このPriority周りに関してのDispatchのメカニズムが先述したI-pipeである(図4)。要するにISR(割り込みハンドラ)の手前に入り、Interruptをいったん受けてDispatchするものだ。図3で言えば、“Dispatching and Collaboration Services”と、あとScheduler BからScheduler AへのPreemptionがこのI-pipeとして実装されることになる。
アプリケーションから見た時の仮想的なハードウェアとして提供されるのがXenomai Nucleusである(図5)。

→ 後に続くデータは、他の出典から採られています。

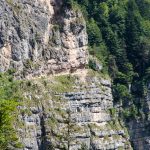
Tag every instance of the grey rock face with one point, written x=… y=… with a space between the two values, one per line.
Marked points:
x=79 y=115
x=41 y=37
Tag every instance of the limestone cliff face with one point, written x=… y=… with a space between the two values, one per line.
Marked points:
x=41 y=37
x=67 y=112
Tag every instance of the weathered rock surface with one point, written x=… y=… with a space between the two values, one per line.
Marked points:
x=77 y=115
x=41 y=37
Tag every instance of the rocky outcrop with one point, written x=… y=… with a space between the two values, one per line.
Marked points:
x=41 y=37
x=60 y=115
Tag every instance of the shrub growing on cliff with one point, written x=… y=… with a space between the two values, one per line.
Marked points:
x=8 y=103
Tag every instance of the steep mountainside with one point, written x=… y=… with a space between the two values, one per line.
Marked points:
x=74 y=75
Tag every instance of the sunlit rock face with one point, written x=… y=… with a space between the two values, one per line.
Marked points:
x=69 y=113
x=41 y=37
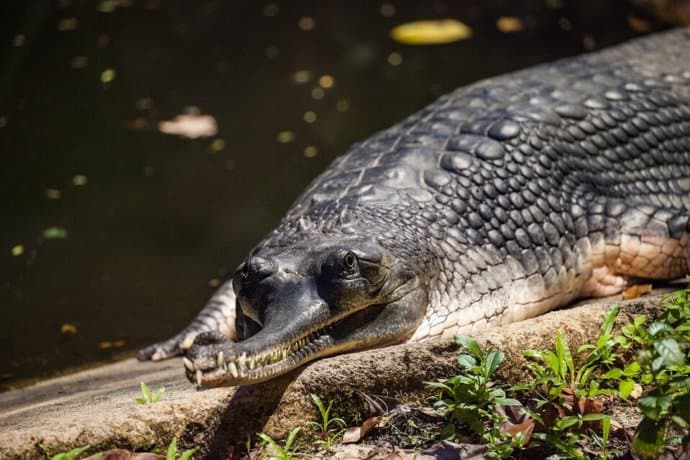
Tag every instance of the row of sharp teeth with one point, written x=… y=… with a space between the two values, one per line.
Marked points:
x=239 y=366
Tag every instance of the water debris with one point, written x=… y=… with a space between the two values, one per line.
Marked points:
x=509 y=24
x=79 y=180
x=217 y=145
x=309 y=116
x=310 y=151
x=107 y=6
x=68 y=329
x=306 y=23
x=190 y=124
x=301 y=77
x=317 y=93
x=285 y=137
x=395 y=59
x=79 y=62
x=433 y=32
x=53 y=194
x=67 y=24
x=108 y=75
x=387 y=10
x=326 y=81
x=343 y=105
x=271 y=10
x=54 y=233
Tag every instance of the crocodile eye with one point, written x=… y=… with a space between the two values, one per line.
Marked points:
x=350 y=261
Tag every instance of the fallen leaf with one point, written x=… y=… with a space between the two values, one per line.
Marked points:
x=636 y=290
x=356 y=433
x=434 y=32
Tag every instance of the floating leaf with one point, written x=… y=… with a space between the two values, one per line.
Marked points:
x=433 y=32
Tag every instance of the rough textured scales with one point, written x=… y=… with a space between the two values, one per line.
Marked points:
x=498 y=202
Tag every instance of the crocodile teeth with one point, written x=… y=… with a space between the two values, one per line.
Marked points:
x=233 y=369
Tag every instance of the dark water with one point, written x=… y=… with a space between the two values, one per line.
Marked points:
x=146 y=223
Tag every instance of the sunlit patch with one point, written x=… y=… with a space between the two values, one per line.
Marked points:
x=434 y=32
x=67 y=24
x=301 y=77
x=326 y=81
x=509 y=24
x=108 y=75
x=53 y=194
x=190 y=124
x=285 y=137
x=55 y=233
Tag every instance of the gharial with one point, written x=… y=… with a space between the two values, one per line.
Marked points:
x=498 y=202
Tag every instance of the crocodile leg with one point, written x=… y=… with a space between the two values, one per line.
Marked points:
x=217 y=316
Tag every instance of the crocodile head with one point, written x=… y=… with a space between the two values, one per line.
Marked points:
x=309 y=300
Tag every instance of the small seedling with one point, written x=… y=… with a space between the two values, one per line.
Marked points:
x=171 y=452
x=148 y=396
x=71 y=455
x=286 y=452
x=329 y=429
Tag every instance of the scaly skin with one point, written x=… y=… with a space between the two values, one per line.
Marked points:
x=498 y=202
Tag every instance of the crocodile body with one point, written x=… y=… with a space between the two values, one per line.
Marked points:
x=500 y=201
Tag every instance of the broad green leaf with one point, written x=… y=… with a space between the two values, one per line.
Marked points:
x=493 y=359
x=669 y=350
x=625 y=388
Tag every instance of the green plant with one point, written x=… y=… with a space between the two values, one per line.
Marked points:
x=663 y=362
x=71 y=455
x=470 y=398
x=148 y=396
x=286 y=452
x=171 y=452
x=329 y=429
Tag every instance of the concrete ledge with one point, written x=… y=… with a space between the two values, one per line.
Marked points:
x=97 y=406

このNucleusには、POSIXやVxWorksなどさまざまなスキンが用意されており、これを利用する形で複数のRTOSが稼働できる(同時稼働が可能か? というのはまた別の問題)。
さて、Scheduler BをつかさどるのはCobalt coreと呼ばれている。これはデュアルカーネル用に設計されたもので、続くXenomai 3ではシングルカーネル(既存のカーネルを完全に置き換えて動作するもの)用のMercuryも提供されるようになったが、Xenomai 2ではこのCobaltのみである(図6)。
これに続き、2015年にはXenomai 3.0が登場した。3.0の最大の特徴は、APIがPOSIX centrixになったことかと思う。またネイティブLinuxへのサポートも新たに追加された項目である。このネイティブLinuxに対応するためのものが先述したMercuryである(図7)。POSIX APIへの移行やMercuryの提供などもあって、使い勝手そのものが多少Xenomai 2から変わったという話もある。またXenomai 2ではソースを展開するとksrc\archの下に機種別のファイルが置かれていたが、Xenomai 3ではネイティブLinux対応ということでこれがなくなっている。もっとも、これはMercuryを使った場合の話で、Cobaltは引き続き機種別対応になっている。それもあり、kernel\cobaltの下には引き続き機種別ファイルが並んでいる。
ちなみにXenomai 3.0.1ではSHやNios IIへのサポートがなくなり、代わりにArm64が追加された。このサポート機種はだんだん減っており、2020年2月にリリースされたXenomai 3.1ではArm/Arm64/PowerPC/x86になっている(Blackfinが落ちた)。現在は3.2.1が最新のStable版としてリリースされている。